The other reason advanced for the undeserved under-acknowledgement of Okara’s stature and status is the volume of his work. He was not nearly as prolific as the others, with a relatively smaller number of published works. He has worked in three disciplines – poetry, which is his main area, fiction and drama – but did not produce large numbers of published work, despite the prominence and importance of much of what he did publish. While he had major achievements in 1953, his poetry was later published in the prestigious magazine Black Orpheus, and his poems translated into several languages by 1960, it took a very long time for his first collection to appear, thus limiting his published output, and subsequently, his recognition.

Yet, his collection, The Fisherman’s Invocation (1978) won the 1979 Commonwealth Poetry Prize. He also won the NLNG Prize, Nigeria’s biggest literary award, in 2005 for The Dreamer, His Vision. He was known as the first modernist African poet and his novel The Voice was outstanding as experimental and innovative in 1964, a still very early period in the rise of African literature in the western world. Okara has said he was writing an English which contained the Ijaw /Ijo /Ibo syntax, that his thought processes were in his native language which he then wrote in English. He did not think in English and then write, and that shaped the language of the novel. The Voice is therefore steeped in the indigenous traditions of the Ibo (Ijaw/ Ijo) of Nigeria in form and style.

This is not far removed from the work of Amos Tutuola, another early innovator in the founding of Nigerian literature in English. Tutuola began writing in this way in 1946 and produced the famous novel The Palm Wine Drinkard. This is not only steeped in Yoruba mythology, folklore and traditions, but uses a similar language governed by Yoruba syntax and thought structures.  That novel advanced and established African literature in English. So did The Voice many years later.
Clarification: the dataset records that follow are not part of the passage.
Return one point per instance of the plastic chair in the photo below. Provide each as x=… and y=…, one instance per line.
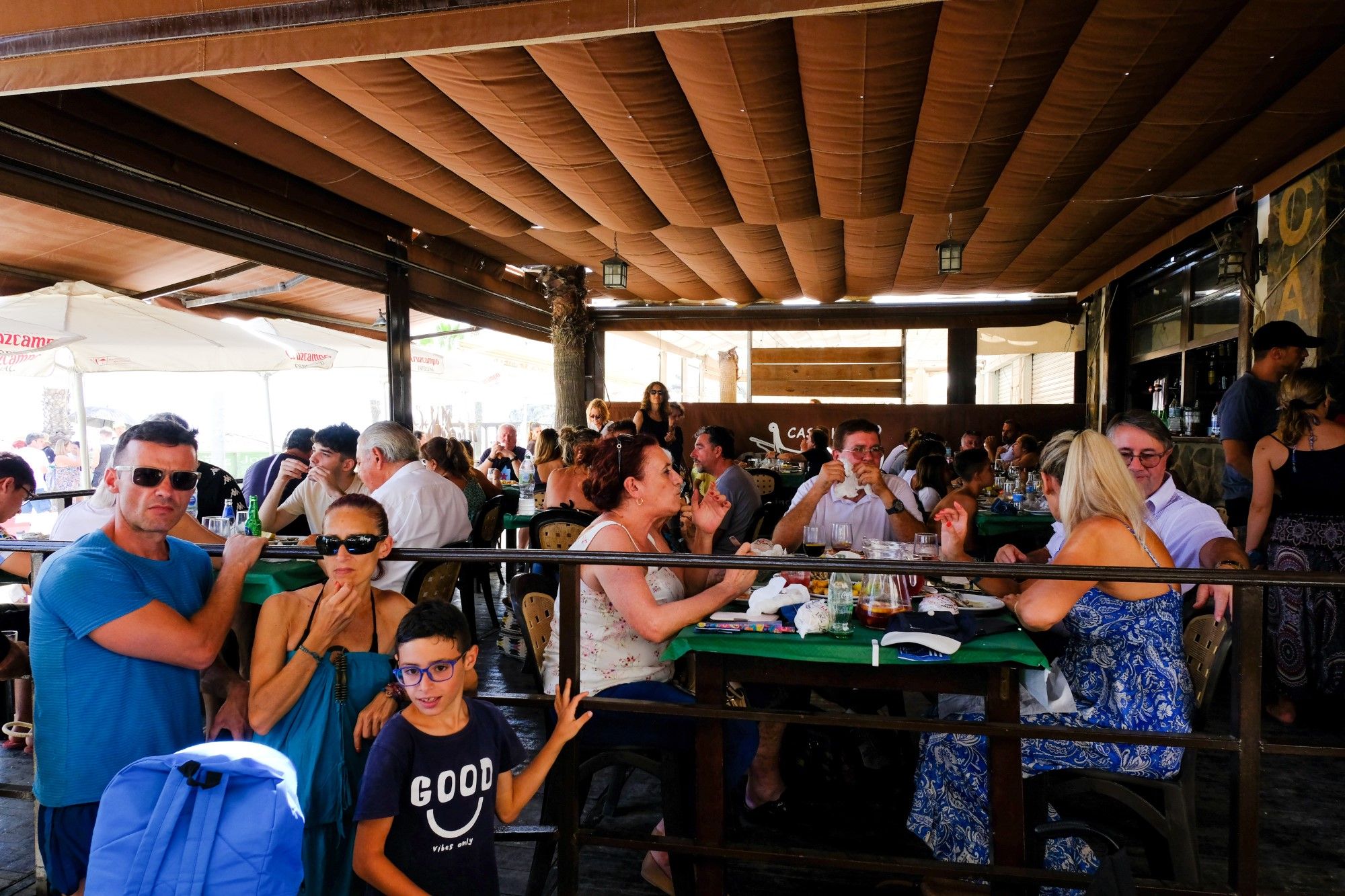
x=537, y=607
x=767, y=482
x=1159, y=814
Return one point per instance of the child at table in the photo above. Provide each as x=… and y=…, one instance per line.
x=443, y=767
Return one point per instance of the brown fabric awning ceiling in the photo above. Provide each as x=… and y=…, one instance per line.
x=821, y=157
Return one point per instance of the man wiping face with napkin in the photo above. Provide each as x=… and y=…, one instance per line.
x=853, y=489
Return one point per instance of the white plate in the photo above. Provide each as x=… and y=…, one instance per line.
x=976, y=603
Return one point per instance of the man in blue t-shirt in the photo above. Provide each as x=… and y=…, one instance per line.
x=442, y=770
x=1250, y=409
x=123, y=623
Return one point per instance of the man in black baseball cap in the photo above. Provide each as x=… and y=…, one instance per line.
x=1250, y=409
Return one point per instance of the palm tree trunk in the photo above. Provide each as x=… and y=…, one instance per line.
x=571, y=327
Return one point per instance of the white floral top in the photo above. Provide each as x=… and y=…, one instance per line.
x=611, y=651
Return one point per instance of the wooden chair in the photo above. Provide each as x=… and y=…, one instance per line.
x=556, y=529
x=767, y=482
x=486, y=533
x=537, y=608
x=766, y=520
x=1159, y=814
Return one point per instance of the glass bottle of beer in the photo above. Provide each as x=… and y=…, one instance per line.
x=254, y=517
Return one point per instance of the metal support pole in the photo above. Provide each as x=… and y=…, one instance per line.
x=399, y=338
x=1245, y=787
x=568, y=846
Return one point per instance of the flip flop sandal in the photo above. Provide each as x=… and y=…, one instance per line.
x=656, y=876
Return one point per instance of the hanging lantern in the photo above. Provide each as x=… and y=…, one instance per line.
x=1231, y=264
x=950, y=256
x=615, y=270
x=950, y=252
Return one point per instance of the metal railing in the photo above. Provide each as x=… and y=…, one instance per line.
x=1245, y=743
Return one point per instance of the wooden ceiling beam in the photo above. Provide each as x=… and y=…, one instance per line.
x=840, y=317
x=67, y=46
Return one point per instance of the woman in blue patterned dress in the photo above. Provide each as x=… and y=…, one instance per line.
x=1124, y=661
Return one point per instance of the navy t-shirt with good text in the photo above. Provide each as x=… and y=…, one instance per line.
x=440, y=792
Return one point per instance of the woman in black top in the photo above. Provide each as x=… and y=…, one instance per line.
x=1305, y=458
x=653, y=416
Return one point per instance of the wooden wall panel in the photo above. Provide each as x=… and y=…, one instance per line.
x=796, y=420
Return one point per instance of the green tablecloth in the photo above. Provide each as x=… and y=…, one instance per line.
x=989, y=524
x=268, y=579
x=1009, y=647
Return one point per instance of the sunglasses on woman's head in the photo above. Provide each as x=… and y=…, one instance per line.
x=329, y=545
x=151, y=477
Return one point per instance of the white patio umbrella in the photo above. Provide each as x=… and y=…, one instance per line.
x=311, y=346
x=96, y=330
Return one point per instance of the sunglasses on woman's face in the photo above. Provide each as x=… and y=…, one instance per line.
x=329, y=545
x=151, y=477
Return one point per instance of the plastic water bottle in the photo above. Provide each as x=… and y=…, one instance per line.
x=527, y=487
x=840, y=606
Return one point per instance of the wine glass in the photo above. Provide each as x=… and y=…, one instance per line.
x=841, y=538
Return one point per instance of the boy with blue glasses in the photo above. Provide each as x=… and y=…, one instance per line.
x=443, y=767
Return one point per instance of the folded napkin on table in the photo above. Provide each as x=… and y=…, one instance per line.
x=849, y=487
x=774, y=595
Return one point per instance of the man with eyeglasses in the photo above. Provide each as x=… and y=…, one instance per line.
x=1191, y=529
x=124, y=623
x=887, y=510
x=17, y=487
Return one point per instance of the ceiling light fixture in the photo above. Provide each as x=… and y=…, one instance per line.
x=615, y=270
x=950, y=252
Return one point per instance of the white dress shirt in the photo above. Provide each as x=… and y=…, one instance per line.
x=868, y=517
x=1184, y=524
x=424, y=510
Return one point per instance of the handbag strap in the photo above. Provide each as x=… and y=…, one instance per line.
x=201, y=836
x=154, y=845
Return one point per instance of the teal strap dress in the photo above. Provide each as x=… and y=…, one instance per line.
x=318, y=736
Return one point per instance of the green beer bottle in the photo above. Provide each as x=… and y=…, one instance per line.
x=254, y=517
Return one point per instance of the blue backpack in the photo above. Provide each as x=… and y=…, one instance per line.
x=217, y=818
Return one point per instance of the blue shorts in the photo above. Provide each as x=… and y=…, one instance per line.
x=65, y=836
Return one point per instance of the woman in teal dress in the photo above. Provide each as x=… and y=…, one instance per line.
x=319, y=667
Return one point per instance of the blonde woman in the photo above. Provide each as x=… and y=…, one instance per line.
x=548, y=455
x=653, y=416
x=598, y=415
x=1124, y=659
x=1305, y=456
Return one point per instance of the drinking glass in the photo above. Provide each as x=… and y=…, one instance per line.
x=841, y=537
x=927, y=545
x=813, y=544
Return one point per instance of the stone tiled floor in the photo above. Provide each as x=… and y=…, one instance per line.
x=1303, y=811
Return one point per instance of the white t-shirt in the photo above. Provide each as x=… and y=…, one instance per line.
x=868, y=517
x=1184, y=524
x=80, y=520
x=311, y=501
x=37, y=459
x=424, y=510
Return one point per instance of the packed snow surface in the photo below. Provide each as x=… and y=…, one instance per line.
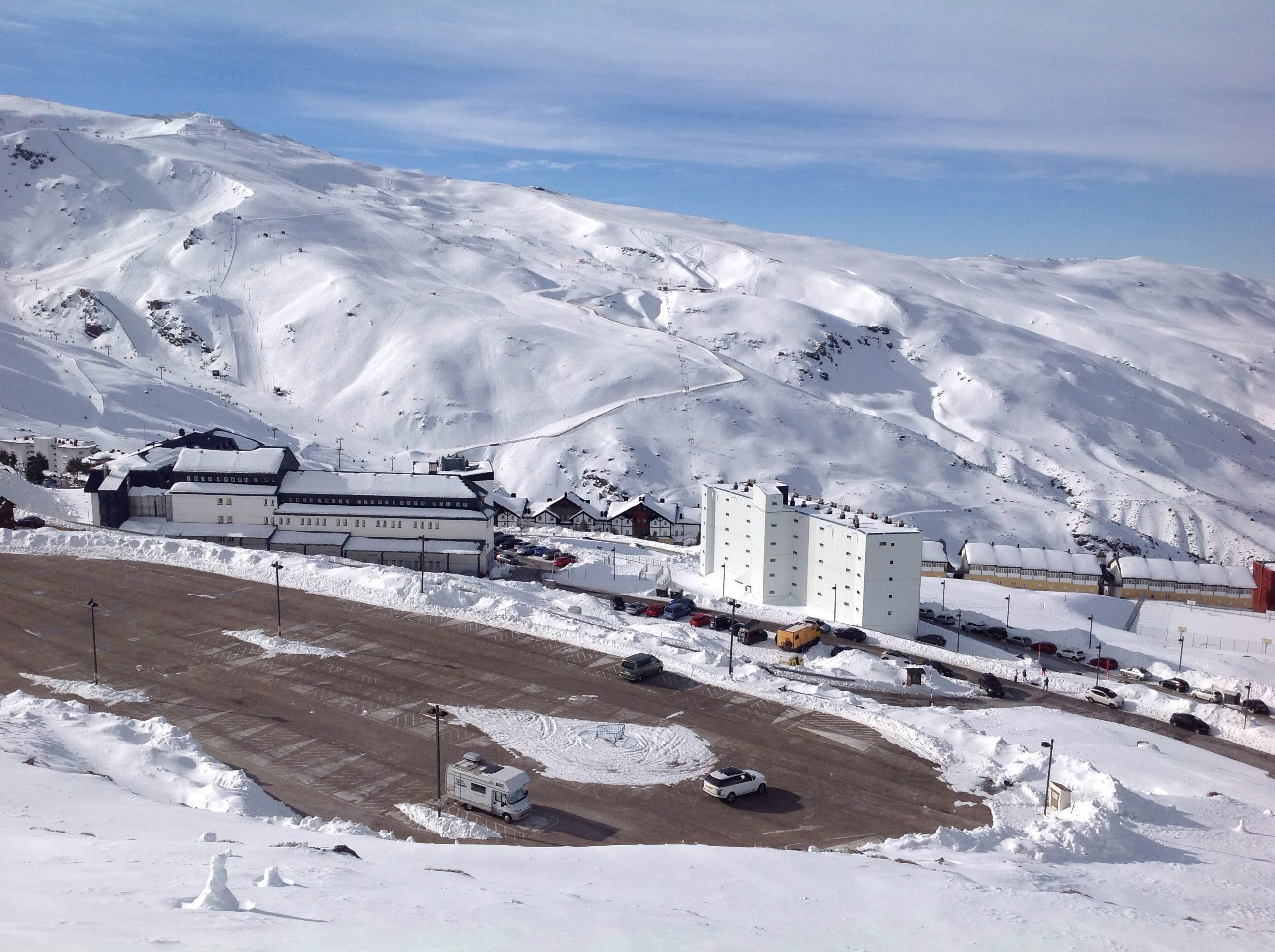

In 1953, Okara gained recognition when he won the Poetry Prize at the Nigerian Festival of Arts for the poem “The Call of the River Nun”. It was the rise of modernist poetry in Africa as well as literature in English. It is a significant work for the poet and connects with the poetry that was to follow as the literature advanced.

The River Nun is a branch of the River Niger in the amazing Niger Delta into which the river flows in the Rivers State of south-east Nigeria. According to Okara it is unpolluted, unlike other branches in the delta where there is oil exploration. He was born in the delta region and grew up close to the rivers. The Nun held special significance for him and he felt his life was attached to it, as is indicated in the poem.  He worships it with almost god-like devotion.

It is modernist verse with what appears to be deep spiritual attachment among the indigenous landscape, the native country and the poet. Okara said, “I grew up . . . on the river banks where water was everything to us. We used it . . . travelling from place to place.  All that experience of rivers . . . inspired me into writing.” And it was that writing which became more spiritually involved in the traditions of the land that inspired the rise of a poetry that expressed the African communities. It was that writing that led the way for the many others who contributed to the development of modern African literature.

Interestingly, one disciple of Okara is himself a writer in Nigeria and like Okara was outside of the university men and his highly experimental work received little attention. He is Jamaican-born Lindsay Barrett, famous for the intriguingly poetic experimental novel Song for Mumu (1953).